Haredi men of military age have been able to avoid the draft for decades by enrolling for study in yeshivas and obtaining repeated one-year service deferrals until they reach the age of military exemption.

Many of the defenders of this exemption have explicitly equated Torah study with serving in the armed forces, insisting that those studying Torah must not be drafted because they provide critical spiritual protection, and declaring that every page of Talmud learned “is a missile.”

However, the continuing war in Gaza and the government’s efforts to extend soldiers’ terms of service while yeshiva students remain at home have sparked renewed pushback against the status quo, with lawmakers across the political spectrum calling to pass legislation bringing them into the army.

Haredi men clash with police during a protest outside an army recruitment office in Jerusalem, following the arrest of a Haredi woman, March 4, 2024. (Chaim Goldberg/Flash90)

The IDF’s Personnel Directorate told a Knesset committee last month that some 66,000 young men from the Haredi community received an exemption from military service over the past year, reportedly an all-time record. Some 540 of them decided to enlist since the war started, the IDF said.

This is not the first time that Yosef has come under the ombudsman’s scrutiny.

In November 2021, Shoham recommended the potential removal of Yosef from the Great Rabbinical Court after he organized a Rabbinate conference against government reforms intended to break up the ultra-Orthodox monopoly on kashrut certification and conversions to Judaism.

Shoham said the conference, which included rabbis from the state-run Rabbinate as well as municipal rabbis and rabbinical judges, was in contravention of ethical guidelines that prohibit public servants from intervening in sensitive partisan issues.

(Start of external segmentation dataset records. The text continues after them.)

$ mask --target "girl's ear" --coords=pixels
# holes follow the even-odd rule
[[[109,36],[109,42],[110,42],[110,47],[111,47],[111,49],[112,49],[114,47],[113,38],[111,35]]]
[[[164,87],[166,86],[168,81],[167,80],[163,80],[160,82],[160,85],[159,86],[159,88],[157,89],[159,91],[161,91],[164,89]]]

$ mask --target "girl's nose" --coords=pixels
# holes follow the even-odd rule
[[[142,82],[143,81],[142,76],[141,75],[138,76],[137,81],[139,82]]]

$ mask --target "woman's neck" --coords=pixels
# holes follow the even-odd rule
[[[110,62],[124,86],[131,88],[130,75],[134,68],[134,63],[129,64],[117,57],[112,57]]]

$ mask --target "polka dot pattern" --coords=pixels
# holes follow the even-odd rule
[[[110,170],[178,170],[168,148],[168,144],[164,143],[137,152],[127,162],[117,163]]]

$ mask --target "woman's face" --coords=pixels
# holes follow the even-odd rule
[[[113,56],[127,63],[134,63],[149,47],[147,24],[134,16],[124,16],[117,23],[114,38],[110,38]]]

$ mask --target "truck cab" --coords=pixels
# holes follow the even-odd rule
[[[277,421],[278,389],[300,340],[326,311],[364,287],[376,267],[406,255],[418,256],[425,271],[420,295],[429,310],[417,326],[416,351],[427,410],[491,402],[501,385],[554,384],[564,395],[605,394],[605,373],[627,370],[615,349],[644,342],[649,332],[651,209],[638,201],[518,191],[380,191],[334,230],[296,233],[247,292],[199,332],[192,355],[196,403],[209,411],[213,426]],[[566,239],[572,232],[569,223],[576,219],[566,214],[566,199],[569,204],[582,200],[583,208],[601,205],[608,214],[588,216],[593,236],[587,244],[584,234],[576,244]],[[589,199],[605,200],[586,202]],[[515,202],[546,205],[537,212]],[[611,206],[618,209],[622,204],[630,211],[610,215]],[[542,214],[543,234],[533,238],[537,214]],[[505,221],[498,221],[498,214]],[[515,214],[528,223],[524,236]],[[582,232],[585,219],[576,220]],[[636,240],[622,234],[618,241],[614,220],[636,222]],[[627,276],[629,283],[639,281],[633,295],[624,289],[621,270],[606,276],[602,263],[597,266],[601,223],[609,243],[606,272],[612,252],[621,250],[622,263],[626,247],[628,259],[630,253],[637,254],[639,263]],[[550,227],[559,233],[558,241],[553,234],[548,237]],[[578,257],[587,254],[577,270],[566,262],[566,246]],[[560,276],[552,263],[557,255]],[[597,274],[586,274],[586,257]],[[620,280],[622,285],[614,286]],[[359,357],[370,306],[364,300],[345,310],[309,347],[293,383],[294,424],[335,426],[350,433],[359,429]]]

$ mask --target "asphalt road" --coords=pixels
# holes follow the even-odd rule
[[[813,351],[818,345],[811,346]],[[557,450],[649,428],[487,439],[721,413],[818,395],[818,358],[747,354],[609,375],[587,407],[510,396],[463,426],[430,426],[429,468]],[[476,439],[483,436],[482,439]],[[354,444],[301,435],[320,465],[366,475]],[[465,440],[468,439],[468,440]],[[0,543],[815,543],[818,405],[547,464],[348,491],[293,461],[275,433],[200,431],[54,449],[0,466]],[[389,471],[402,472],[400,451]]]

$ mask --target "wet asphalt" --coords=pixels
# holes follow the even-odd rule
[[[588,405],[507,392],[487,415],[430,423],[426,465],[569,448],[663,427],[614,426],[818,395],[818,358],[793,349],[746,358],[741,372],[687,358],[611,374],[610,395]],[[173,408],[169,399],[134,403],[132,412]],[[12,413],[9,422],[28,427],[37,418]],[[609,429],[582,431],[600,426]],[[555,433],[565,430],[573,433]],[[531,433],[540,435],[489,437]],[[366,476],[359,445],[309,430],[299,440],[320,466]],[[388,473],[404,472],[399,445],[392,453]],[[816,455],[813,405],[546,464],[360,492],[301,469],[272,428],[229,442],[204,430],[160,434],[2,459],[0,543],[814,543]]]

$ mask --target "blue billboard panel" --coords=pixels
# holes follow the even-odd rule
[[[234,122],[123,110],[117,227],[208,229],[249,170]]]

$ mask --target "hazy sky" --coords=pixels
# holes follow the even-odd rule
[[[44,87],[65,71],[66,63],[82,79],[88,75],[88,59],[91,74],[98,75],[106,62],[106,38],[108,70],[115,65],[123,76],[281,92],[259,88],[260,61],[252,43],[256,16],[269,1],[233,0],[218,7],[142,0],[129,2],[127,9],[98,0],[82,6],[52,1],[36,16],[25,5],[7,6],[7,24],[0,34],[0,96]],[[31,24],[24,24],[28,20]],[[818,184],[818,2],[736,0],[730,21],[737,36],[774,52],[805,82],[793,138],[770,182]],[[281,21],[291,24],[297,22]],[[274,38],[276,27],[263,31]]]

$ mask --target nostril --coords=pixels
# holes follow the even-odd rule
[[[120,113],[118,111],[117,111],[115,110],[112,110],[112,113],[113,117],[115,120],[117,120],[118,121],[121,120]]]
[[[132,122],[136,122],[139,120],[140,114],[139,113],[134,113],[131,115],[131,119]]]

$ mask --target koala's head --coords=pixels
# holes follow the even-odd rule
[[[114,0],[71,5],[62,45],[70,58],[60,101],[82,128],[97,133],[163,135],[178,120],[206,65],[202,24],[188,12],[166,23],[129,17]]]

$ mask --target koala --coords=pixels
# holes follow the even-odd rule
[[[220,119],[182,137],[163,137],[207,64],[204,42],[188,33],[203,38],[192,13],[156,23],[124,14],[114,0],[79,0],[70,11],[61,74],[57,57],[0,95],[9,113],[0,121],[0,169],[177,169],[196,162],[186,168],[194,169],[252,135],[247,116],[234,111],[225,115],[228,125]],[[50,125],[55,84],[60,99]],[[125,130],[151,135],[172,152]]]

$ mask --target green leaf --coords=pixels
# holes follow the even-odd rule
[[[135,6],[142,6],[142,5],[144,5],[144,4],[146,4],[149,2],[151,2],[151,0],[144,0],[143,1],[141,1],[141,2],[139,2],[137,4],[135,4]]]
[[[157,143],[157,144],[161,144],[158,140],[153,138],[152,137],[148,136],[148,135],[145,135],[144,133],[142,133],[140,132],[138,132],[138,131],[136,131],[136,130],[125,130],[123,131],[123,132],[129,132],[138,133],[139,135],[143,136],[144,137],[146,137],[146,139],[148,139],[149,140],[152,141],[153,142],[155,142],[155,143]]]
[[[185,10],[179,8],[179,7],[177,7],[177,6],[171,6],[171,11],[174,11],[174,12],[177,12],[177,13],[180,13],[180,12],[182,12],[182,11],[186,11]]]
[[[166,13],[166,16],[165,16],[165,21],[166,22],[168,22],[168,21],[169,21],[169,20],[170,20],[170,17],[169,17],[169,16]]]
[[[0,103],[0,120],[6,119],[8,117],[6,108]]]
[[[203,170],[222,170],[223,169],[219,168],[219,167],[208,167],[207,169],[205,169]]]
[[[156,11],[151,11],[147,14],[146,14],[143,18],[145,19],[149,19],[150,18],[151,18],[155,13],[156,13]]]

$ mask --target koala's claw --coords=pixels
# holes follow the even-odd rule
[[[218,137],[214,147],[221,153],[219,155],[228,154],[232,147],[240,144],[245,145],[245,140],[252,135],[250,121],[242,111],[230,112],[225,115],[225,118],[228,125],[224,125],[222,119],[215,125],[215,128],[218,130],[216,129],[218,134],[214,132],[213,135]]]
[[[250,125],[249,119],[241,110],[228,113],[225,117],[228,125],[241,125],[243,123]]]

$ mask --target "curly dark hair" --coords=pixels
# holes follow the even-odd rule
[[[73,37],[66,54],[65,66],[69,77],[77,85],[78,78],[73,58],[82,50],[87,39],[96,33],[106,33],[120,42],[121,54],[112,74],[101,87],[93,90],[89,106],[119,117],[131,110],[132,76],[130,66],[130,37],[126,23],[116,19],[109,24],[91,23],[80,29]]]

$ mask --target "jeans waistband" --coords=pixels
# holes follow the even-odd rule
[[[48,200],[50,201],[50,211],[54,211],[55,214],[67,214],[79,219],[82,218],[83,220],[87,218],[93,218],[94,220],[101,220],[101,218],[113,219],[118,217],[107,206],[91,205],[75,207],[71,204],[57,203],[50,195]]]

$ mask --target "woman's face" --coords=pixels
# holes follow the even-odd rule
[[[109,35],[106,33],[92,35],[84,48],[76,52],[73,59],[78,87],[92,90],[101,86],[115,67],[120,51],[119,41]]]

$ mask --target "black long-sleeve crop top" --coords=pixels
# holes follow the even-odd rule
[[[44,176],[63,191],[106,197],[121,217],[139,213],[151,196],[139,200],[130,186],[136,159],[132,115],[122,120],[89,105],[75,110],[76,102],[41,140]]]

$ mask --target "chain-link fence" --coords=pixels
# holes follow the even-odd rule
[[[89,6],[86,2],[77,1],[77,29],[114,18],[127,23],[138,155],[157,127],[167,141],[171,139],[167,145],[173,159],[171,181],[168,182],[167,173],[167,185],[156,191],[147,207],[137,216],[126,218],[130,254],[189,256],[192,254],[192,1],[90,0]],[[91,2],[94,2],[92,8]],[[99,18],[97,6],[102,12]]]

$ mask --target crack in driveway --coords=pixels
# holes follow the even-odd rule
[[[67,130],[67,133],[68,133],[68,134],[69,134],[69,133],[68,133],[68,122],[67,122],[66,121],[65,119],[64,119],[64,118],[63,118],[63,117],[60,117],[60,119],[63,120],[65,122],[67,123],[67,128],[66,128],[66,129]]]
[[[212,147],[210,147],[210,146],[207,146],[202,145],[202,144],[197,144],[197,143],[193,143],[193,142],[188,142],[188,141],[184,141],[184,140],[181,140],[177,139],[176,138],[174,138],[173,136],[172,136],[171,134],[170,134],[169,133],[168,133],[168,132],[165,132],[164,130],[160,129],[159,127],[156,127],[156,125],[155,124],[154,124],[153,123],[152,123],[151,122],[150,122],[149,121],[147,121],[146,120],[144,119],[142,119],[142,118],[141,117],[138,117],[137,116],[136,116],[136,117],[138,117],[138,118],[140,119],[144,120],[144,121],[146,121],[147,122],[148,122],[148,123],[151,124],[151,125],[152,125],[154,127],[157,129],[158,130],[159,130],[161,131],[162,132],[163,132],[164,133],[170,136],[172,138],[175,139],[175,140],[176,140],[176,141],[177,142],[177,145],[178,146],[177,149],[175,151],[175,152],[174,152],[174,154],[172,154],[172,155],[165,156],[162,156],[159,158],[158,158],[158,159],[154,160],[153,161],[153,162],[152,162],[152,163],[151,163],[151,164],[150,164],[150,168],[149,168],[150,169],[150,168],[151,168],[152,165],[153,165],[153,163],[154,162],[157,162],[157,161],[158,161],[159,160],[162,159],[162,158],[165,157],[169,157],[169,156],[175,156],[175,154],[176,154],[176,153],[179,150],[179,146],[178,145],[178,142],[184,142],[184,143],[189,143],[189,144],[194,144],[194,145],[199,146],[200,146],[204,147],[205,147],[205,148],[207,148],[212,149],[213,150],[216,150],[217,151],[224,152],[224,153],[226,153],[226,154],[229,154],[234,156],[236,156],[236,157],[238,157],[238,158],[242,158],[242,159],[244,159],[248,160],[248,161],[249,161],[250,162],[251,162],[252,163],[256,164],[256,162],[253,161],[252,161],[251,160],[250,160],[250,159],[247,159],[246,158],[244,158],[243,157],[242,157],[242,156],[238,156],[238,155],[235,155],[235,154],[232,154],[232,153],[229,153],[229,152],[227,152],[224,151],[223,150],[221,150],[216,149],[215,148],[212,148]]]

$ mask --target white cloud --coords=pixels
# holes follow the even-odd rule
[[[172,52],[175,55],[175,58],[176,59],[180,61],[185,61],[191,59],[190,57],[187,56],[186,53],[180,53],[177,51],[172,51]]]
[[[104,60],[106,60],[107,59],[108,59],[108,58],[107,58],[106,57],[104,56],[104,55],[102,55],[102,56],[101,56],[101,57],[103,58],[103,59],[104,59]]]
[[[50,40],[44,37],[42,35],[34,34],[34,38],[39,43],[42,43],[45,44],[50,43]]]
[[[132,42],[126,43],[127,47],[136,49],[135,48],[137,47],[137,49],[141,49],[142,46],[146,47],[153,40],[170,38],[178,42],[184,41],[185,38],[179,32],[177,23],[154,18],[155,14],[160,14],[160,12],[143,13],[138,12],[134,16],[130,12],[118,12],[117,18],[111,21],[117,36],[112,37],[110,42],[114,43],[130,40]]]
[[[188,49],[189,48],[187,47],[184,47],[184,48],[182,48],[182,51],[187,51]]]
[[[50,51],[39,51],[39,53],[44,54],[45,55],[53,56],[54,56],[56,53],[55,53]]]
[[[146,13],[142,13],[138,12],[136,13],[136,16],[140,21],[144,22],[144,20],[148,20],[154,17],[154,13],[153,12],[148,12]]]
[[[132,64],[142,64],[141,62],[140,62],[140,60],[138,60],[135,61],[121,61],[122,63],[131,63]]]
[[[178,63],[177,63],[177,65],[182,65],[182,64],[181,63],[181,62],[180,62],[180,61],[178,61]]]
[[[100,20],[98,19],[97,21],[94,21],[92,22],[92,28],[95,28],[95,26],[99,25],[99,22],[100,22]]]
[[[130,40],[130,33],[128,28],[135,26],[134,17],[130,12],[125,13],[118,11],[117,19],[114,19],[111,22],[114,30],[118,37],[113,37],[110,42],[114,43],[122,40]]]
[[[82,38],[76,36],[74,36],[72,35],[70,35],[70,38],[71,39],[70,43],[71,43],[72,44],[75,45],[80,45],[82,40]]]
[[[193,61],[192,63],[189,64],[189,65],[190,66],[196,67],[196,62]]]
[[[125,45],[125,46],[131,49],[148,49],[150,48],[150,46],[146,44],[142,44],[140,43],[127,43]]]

In October 2020, Shoham asked the Selection Committee for Rabbinical Judges to consider removing Yosef over controversial comments he made about women, Reform Judaism and the High Court of Justice.

Yosef, the son of the late rabbi Ovadia Yosef, the former spiritual leader of the Shas political party, has a history of provocative comments.

He has called Reform synagogues a form of “idolatry” and said the movement “falsified the Torah”; suggested secular women behave like animals due to their immodest dress; and questioned the High Court’s authority on rulings pertaining to religion, while vowing to ignore its decisions.

Times of Israel staff contributed to this report.